Nació en Tarso, una pequeña población de Antioquia, por allá en 1914 como el menor de una familia de 14 hijos. Desde siempre destacó por su profunda vida interior, su sensibilidad religiosa y su apego, aún desde la distancia, por su tierra natal, tal y cómo lo dejaron por escrito quienes trataron con él en sus años de estudio, primero en Bogotá y después en Zipaquirá, siempre bajo los claretianos.
En 1935 fue notificado de que sería enviado a España para completar sus estudios preparatorios para el sacerdocio, lo cual lo motivó, una vez allí, a enfrascarse en la lectura de los grandes místicos españoles y de las obras del Siglo de Oro. Estudios que, por supuesto, complementaba con una intensa lucha interior, la cual fue documentada por él mismo en un cuaderno de notas que, por fortuna, se conservó.
Sus problemas de salud lo obligaron a trasladarse con cierta frecuencia: pasó por Segovia, más adelante por Zafra y finalmente acabó en Ciudad Real.
El pequeño grupo claretiano, improvisado como era, carecía de muchos de los elementos más básicos para una comunidad de este tipo tales como la huerta o el baño. El mártir cuenta cómo durante los pocos meses que pasaron allí subsistieron gracias a la caridad de los vecinos que simpatizaban con la pequeña comunidad que rara vez salía por miedo al ambiente que comenzaba a sentirse agitado y pesado. Con todo, jamás se relajaron ni en sus estudios ni en su vida espiritual, de lo que se ocuparon con la mayor diligencia según cuentan los escritos del mártir antioqueño.

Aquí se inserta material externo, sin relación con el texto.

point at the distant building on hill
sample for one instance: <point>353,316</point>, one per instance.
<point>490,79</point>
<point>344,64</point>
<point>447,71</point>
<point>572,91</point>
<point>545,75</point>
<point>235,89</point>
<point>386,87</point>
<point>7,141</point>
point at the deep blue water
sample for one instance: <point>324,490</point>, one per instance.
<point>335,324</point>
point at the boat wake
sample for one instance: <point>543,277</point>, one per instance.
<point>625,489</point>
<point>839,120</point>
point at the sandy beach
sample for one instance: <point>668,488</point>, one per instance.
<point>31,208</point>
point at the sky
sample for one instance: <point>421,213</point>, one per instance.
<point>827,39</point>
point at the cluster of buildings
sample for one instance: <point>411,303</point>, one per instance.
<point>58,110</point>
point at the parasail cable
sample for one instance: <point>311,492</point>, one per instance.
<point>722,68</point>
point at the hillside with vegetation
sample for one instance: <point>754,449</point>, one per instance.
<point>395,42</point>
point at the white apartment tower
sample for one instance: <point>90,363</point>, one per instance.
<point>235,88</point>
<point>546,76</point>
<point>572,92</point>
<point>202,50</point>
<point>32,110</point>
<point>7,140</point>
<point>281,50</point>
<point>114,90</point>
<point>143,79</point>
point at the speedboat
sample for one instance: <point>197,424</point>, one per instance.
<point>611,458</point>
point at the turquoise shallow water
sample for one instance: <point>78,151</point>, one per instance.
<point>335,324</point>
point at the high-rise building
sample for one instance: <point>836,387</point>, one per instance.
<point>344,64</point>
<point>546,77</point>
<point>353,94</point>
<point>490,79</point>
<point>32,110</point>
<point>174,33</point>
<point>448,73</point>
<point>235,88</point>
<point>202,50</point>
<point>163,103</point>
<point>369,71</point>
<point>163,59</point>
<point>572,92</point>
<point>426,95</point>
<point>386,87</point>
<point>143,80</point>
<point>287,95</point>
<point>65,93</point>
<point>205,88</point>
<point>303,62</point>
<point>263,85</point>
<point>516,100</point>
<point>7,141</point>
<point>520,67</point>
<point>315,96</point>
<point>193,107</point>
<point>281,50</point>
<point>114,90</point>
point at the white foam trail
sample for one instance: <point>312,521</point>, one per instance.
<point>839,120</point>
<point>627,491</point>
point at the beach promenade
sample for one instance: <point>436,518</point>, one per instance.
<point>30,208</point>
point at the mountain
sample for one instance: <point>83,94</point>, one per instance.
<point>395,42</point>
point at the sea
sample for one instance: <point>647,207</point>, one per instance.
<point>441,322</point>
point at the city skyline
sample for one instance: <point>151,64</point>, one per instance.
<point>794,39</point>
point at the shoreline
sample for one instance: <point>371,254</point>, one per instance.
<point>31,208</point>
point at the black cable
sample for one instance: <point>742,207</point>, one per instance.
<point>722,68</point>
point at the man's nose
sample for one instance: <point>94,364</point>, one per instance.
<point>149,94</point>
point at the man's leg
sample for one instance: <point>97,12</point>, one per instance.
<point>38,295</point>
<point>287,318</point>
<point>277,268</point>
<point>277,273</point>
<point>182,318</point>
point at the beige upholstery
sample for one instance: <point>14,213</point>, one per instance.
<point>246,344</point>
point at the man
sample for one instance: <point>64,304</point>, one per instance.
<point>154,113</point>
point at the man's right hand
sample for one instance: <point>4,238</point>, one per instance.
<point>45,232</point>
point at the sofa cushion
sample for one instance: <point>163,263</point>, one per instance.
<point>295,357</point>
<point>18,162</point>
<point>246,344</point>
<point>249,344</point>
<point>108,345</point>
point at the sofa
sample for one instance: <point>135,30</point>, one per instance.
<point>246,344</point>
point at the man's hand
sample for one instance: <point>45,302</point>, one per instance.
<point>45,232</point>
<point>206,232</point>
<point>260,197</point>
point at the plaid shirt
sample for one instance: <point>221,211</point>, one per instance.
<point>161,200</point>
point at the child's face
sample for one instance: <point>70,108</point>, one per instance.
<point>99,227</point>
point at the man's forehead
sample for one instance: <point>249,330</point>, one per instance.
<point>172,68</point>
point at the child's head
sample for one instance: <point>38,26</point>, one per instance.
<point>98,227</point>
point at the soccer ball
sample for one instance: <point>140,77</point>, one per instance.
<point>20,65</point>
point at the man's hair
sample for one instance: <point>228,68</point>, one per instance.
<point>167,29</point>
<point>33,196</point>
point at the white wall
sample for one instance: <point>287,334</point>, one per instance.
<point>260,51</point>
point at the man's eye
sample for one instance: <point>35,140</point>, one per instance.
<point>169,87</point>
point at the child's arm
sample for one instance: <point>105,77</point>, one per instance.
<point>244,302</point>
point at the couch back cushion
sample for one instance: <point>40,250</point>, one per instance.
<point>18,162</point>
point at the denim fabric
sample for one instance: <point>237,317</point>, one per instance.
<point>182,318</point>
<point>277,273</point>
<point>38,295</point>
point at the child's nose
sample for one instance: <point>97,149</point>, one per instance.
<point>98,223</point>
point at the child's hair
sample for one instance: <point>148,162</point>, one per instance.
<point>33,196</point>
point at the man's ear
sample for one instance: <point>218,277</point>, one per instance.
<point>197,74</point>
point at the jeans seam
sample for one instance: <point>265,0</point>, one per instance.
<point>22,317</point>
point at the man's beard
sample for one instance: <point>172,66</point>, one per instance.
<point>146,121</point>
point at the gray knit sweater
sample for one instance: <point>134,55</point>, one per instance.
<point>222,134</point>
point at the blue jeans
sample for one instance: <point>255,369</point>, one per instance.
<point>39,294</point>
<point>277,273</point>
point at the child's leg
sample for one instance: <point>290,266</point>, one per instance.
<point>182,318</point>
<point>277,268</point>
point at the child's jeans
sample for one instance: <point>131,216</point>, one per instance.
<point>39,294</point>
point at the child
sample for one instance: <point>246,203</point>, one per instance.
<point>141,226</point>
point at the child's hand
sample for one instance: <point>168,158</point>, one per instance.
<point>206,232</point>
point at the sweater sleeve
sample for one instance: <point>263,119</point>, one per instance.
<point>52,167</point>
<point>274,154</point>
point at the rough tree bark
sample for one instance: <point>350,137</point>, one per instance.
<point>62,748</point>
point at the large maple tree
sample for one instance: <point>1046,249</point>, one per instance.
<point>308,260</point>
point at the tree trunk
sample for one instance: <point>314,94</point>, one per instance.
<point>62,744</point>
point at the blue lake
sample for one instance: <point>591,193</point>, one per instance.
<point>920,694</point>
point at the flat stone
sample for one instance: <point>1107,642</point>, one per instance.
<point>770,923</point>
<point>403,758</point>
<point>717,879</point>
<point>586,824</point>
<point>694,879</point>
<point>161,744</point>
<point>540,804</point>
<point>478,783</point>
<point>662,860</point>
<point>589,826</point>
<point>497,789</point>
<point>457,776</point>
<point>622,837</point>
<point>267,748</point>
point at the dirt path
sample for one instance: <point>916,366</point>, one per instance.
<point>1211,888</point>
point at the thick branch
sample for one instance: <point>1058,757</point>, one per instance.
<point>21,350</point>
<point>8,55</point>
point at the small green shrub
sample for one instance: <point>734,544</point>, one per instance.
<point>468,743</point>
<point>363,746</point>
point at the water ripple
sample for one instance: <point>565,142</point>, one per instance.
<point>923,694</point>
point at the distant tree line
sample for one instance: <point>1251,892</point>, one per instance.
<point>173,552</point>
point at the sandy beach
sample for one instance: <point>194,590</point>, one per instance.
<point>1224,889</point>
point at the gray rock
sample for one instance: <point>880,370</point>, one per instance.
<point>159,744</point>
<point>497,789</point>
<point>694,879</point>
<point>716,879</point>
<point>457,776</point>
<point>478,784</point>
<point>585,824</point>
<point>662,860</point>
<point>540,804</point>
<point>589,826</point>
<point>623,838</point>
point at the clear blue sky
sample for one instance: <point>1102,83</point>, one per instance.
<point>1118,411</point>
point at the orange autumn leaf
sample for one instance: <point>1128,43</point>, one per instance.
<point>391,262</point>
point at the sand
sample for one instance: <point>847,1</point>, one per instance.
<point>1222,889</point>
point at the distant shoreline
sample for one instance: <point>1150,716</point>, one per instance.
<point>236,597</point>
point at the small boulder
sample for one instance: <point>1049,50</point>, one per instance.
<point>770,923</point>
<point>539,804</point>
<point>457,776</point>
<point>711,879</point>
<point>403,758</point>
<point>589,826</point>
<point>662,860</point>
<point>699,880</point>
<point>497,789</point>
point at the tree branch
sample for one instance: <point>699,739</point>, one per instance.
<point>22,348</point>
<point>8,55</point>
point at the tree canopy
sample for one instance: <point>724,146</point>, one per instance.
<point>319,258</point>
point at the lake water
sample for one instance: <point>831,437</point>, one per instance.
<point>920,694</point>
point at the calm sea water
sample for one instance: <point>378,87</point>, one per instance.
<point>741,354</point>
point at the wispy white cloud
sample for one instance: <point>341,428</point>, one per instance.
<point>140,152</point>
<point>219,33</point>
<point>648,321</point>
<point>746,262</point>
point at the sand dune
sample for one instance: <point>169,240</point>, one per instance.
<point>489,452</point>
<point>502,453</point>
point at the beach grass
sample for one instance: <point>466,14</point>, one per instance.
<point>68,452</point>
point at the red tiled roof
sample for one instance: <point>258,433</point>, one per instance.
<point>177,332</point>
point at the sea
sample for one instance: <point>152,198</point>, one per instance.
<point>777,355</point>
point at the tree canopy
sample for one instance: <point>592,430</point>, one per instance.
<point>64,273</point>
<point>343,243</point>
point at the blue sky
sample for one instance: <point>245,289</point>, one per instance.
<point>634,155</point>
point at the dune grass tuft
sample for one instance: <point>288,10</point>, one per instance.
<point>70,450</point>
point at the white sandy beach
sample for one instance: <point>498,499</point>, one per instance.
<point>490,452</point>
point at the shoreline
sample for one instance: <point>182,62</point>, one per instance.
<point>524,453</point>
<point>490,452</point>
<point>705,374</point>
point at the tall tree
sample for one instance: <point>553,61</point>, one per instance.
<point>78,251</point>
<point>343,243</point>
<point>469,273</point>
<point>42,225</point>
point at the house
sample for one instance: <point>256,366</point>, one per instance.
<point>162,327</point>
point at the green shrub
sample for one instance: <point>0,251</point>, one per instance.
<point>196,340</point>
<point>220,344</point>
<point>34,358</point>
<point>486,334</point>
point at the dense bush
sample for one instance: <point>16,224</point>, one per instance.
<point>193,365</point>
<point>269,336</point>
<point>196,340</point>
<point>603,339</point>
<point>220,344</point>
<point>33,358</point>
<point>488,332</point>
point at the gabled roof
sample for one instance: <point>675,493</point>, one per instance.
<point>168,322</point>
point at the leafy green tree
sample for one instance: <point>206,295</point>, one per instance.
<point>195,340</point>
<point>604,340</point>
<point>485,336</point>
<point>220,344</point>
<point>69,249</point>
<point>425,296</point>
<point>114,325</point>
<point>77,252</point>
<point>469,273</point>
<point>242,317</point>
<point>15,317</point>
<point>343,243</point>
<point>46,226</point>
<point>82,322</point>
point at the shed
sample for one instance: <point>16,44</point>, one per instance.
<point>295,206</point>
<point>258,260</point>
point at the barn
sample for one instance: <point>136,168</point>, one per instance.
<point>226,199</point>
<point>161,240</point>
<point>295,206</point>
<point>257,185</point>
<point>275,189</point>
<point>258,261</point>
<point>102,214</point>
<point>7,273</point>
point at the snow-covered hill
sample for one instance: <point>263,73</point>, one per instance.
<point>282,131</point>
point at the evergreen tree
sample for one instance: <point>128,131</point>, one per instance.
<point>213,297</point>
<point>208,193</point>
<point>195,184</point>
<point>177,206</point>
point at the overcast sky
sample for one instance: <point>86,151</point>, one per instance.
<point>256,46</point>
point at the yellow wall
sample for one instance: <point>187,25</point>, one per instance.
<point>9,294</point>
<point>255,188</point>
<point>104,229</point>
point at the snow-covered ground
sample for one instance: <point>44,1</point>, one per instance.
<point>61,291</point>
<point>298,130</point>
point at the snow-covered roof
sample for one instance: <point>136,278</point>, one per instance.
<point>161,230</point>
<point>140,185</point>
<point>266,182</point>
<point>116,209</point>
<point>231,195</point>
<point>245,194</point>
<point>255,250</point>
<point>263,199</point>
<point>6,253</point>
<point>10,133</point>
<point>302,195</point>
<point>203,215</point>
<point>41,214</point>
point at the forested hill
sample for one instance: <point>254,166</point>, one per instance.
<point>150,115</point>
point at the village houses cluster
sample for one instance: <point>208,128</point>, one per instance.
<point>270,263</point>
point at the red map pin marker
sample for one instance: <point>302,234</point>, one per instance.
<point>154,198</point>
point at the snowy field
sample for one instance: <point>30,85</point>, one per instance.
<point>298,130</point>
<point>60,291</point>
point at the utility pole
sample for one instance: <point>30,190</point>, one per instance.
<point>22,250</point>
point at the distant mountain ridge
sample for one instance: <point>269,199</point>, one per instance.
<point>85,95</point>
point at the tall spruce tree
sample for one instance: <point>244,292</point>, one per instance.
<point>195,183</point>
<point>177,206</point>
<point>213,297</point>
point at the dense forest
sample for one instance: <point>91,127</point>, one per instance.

Pasados tres meses, su superior, preocupado por las condiciones deplorables en las que vivían los sacerdotes, hermanos y seminaristas, consiguió un transporte para sacarlos de ahí y llevarlos a Madrid para finalizar sus estudios. Sin embargo, cuando estaban por tomar el transporte, unos milicianos se percataron de su presencia y los retuvieron.
Los testigos cuentan que uno de los milicianos notó el acento extranjero del seminarista antioqueño y le preguntó por su país de origen. Una vez respondió, el miliciano le preguntó con furia si vino desde tan lejos sólo para hacerse sacerdote. Con la firmeza y la convicción que caracteriza a los grandes mártires de la historia de la Iglesia el joven Jesús Gómez lo confirmó con un entusiasta «¡Sí señor. Y a mucha honra!».
Él, con apenas 22 años y sin haberse ordenado sacerdote, junto a sus catorce compañeros fue fusilado al grito de «¡Viva Cristo Rey!», «¡Viva España!» y «¡Viva el Corazón de María!», cuentan los testigos.
Jesús Aníbal Gómez Gómez es muy particular por su origen y las circunstancias en las que fue martirizado: se trata de un joven seminarista antioqueño que murió junto a compañeros españoles. El pequeño pueblo de Tarso dio un gran mártir para la Iglesia y la Hispanidad.